I enjoy not having to ask permission from someone if I fancy repainting a room, changing a carpet, laying a driveway, getting broadband plumbed in, or having to wait on someone else to get off their arse to get blokes with tools in if anything breaks, etc.

It's a very small freedom, but it's one that helps make my home feel like a home. It's a freedom that lets me feel it's *mine*.
(, Fri 23 Jan 2009, 16:36, 1 reply)
agreed
I suppose it's about what's personally more important to you. Probably due to my upbringing, being able to leave if I don't like something is more important to me than having the freedom to do whatever I want to my house to make my home perfect.
(, Fri 23 Jan 2009, 19:11, closed)
It suits me
Being a lazy fucker I enjoy having an excuse for not decorating! It IS a good point, and I agree that the quality of landlords varies considerably. For me decorating and gardening are not big priorities - aside from being a lazy fucker I just don't have time to do either (hmmm, a dichotomy - I'm lazy yet I have almost no free time.)

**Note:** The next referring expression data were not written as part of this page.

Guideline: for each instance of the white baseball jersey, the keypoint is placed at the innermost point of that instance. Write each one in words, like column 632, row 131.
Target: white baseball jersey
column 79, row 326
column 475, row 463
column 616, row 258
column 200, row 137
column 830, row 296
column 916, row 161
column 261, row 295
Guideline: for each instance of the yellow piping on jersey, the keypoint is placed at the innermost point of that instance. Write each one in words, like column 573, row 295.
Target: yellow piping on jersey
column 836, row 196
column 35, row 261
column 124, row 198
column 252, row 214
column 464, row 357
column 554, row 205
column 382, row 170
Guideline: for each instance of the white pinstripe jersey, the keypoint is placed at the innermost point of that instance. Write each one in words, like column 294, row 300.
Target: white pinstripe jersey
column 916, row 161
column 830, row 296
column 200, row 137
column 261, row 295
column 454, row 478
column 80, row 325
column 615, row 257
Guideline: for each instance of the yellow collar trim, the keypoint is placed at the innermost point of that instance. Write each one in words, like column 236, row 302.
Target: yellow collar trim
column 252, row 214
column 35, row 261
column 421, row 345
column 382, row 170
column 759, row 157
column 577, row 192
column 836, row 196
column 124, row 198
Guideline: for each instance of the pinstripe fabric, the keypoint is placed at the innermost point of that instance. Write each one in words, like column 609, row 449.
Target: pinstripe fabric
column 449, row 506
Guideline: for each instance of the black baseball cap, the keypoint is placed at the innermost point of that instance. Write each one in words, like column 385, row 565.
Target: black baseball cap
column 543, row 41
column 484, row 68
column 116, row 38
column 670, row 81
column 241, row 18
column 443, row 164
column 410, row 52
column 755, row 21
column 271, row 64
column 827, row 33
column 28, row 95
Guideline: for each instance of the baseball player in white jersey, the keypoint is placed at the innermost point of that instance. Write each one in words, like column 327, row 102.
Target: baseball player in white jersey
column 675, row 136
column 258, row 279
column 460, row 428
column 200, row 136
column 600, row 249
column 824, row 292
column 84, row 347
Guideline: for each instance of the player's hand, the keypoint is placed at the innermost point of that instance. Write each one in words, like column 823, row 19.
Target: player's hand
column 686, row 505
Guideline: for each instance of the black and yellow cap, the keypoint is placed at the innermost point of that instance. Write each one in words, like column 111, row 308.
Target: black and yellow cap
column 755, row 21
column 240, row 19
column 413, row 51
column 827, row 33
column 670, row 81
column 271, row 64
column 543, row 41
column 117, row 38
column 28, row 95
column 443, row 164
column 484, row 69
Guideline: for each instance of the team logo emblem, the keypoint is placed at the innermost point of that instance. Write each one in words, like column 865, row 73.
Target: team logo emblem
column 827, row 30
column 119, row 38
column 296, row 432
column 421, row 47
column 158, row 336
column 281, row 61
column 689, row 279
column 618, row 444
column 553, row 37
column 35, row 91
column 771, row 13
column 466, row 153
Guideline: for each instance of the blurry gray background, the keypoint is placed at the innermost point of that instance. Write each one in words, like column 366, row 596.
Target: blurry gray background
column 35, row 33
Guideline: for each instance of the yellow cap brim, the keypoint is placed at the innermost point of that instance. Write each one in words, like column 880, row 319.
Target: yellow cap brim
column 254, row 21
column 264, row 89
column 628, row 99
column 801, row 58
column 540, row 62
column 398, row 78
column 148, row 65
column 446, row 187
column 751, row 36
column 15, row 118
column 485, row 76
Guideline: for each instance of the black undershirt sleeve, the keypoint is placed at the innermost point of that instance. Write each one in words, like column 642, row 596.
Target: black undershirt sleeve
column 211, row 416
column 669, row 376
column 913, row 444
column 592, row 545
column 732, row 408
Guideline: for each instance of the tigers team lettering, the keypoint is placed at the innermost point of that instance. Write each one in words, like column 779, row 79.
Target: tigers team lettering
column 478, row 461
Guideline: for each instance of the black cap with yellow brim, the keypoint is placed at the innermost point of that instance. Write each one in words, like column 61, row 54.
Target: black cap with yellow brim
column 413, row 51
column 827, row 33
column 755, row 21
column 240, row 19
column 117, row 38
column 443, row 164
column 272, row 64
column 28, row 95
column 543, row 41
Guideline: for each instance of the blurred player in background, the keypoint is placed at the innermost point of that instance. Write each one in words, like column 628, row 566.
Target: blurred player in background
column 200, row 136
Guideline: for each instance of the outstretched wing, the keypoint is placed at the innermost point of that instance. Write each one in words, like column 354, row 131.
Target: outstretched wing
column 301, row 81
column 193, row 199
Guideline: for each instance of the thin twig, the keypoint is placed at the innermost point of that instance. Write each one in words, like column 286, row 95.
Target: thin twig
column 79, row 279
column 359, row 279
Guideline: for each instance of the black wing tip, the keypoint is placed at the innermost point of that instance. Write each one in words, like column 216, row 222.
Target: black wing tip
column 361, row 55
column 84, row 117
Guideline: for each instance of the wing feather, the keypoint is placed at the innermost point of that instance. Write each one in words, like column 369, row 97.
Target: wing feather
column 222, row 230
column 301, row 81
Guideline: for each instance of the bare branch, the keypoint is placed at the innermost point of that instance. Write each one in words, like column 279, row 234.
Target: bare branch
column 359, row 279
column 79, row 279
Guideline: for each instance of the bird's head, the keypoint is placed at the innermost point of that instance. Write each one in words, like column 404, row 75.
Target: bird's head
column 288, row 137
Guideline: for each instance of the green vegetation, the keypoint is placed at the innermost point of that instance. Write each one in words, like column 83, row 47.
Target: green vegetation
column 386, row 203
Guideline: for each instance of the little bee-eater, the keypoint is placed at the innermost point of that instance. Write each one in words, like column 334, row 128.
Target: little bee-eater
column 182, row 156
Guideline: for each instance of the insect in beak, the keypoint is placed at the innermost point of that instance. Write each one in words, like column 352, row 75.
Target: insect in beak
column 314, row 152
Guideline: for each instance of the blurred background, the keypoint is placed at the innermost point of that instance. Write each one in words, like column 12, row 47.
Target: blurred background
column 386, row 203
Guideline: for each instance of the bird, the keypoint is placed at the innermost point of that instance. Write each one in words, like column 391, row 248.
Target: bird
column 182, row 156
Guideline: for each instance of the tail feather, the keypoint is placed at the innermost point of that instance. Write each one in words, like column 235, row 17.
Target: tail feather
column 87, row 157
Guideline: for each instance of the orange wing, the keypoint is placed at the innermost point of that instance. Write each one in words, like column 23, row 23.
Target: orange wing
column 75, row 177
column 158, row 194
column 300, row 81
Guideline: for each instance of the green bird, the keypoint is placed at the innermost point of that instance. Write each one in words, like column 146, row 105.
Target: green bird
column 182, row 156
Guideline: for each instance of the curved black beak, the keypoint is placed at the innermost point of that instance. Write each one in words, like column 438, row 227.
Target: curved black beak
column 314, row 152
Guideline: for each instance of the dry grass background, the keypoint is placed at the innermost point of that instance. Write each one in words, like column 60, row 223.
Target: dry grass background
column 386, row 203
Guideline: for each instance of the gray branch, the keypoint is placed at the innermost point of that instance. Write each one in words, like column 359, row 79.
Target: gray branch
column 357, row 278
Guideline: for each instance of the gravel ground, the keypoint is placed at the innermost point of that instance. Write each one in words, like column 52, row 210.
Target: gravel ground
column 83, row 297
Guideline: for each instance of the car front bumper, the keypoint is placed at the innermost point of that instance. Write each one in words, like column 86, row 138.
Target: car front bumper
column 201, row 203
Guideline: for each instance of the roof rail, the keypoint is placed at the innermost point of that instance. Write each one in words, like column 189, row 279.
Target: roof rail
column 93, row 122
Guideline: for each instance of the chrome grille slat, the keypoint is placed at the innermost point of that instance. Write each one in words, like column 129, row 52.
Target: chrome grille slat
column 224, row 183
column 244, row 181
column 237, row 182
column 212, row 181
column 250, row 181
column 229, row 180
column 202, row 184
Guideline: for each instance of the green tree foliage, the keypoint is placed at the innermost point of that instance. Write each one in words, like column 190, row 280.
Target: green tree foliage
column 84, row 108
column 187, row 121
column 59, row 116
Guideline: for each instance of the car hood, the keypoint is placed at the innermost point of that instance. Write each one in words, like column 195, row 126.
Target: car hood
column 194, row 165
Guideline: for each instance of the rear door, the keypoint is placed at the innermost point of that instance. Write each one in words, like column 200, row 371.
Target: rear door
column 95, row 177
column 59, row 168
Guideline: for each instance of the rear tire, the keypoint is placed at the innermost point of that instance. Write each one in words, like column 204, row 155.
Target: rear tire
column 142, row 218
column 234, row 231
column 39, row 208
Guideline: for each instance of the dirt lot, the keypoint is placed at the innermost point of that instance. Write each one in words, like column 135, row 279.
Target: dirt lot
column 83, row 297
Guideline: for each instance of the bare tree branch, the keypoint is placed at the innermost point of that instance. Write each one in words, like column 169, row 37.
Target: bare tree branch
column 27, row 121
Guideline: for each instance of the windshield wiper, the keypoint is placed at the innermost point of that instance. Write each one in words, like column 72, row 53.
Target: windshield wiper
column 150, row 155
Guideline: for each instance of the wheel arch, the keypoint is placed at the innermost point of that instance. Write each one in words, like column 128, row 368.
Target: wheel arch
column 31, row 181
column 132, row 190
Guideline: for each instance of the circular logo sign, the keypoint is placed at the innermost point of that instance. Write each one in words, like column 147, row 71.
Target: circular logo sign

However the advantages of having a landlord that you can call on when things go wrong is a major bonus. We had trouble with the central heating boiler recently and had to call British Gas out a few times before it was fixed. But the landlord sorted everything and I didn't have to pay a penny.

I guess maybe I'm lucky - I've always had landlords that were willing to help and make themselves useful in a crisis. I understand that some people have had nightmare landlords, but you get what you pay for. If you're paying £200 a month for a grotty flat alarm bells should be ringing about the sort of bloke who's willing to let that out!
(, Sat 24 Jan 2009, 0:04, closed)
I completely agree
I am one of life's prolific nesters, which always came up to bite me on the arse when I was renting. Twice I moved into nice-enough flats, only to nest away and beautify them, as I always do. Having seen the impact on their property, the landlords made the canny decision to sell them immediately, forcing me to move out as soon as the six-month break clause was up.

And, in some areas, renting is actually more expensive than buying. There's no way we'd have been able to have rent the equivalent of where we are living now (a humble 2 bed flat). It kind of made the decision for us.